Recommendation 2 — Add PACE analysis: PACE has not been run. Adding scheduler efficiency analysis will reveal whether the queue incentive structure is contributing to the low GPU utilization. Run pace.queue_metrics.compute_queue_metrics() on the sacct export to compute wait-time signals.

Trajectory analysis

With multi-year assessment data, ATLAS generates trajectory projections — given the changes implemented since the last assessment, what composite improvement is plausible in the next assessment window. This projection is documented as an estimate with disclosed confidence, not a promised outcome.
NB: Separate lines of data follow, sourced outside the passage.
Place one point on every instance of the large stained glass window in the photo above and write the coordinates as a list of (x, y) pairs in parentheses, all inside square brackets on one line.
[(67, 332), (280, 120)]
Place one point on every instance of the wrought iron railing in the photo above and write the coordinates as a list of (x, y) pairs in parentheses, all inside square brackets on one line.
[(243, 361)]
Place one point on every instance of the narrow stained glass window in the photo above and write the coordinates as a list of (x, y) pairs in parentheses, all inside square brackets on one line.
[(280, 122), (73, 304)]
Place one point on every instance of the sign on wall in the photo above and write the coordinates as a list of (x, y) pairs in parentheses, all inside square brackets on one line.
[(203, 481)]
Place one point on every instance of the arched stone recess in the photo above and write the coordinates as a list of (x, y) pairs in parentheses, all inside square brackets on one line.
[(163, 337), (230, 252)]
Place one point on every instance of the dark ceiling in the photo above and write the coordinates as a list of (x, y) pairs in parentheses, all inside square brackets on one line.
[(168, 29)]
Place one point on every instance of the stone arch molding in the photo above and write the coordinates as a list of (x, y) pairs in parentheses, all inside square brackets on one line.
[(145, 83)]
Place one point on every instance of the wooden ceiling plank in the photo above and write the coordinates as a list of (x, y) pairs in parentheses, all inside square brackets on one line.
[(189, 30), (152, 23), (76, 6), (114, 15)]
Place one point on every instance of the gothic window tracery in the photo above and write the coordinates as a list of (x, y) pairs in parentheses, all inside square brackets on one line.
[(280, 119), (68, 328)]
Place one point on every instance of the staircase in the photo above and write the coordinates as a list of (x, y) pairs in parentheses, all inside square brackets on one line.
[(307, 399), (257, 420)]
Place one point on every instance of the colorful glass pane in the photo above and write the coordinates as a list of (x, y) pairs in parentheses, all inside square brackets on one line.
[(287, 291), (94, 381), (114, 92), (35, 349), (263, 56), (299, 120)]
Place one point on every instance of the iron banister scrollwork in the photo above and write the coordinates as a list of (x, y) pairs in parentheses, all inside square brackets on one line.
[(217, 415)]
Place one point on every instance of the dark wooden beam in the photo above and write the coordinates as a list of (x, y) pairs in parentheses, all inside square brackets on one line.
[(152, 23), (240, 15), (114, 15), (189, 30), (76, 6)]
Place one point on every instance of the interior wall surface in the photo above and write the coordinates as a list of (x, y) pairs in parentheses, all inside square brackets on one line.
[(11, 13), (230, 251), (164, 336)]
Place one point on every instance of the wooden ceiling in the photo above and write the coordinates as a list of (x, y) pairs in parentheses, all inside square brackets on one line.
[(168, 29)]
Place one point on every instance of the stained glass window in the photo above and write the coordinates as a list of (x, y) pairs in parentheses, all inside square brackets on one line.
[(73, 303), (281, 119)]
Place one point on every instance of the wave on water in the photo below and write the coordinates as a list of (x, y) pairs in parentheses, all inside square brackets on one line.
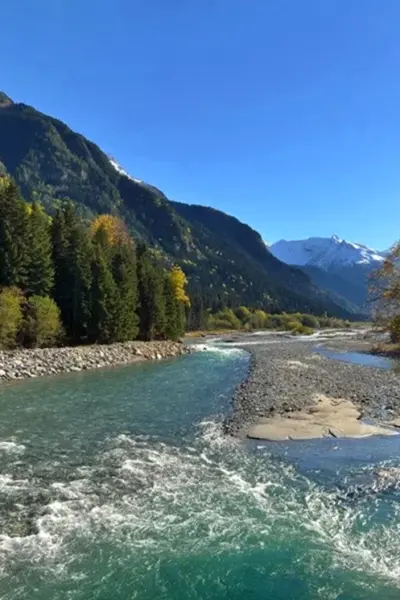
[(221, 350), (153, 500), (11, 447)]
Trajectory analysis becomes meaningful after the second assessment. The first assessment establishes the baseline.

CLI usage

# Analyze one organization from an atlas_input JSON file
atlas analyze \
  --input atlas_input.json \
  --output atlas_output.json

# Run all synthetic scenarios and print ranked recommendations
atlas demo

# Validate an atlas output file
atlas validate --input atlas_output.json

Example atlas_input.json:

{
  "organization": "MIT Supercloud",
  "period": "2026",
  "grade_report_path": "grade_output.json",
  "ace_report_path":   "ace_output.json",
  "pace_report_path":  "pace_output.json",
  "cool_report_path":  "cool_output.json",
  "core_report_path":  "core_output.json",
  "flux_report_path":  "flux_output.json",
  "prior_periods": [
    {"period": 2025, "composite": 0.521},
    {"period": 2024, "composite": 0.487}
  ]
}

ATLAS requires the GRADE output as its primary input (grade_report_path). Engine outputs are optional — when present, ATLAS generates specific recommendation text using available metric values from each engine rather than generic templates.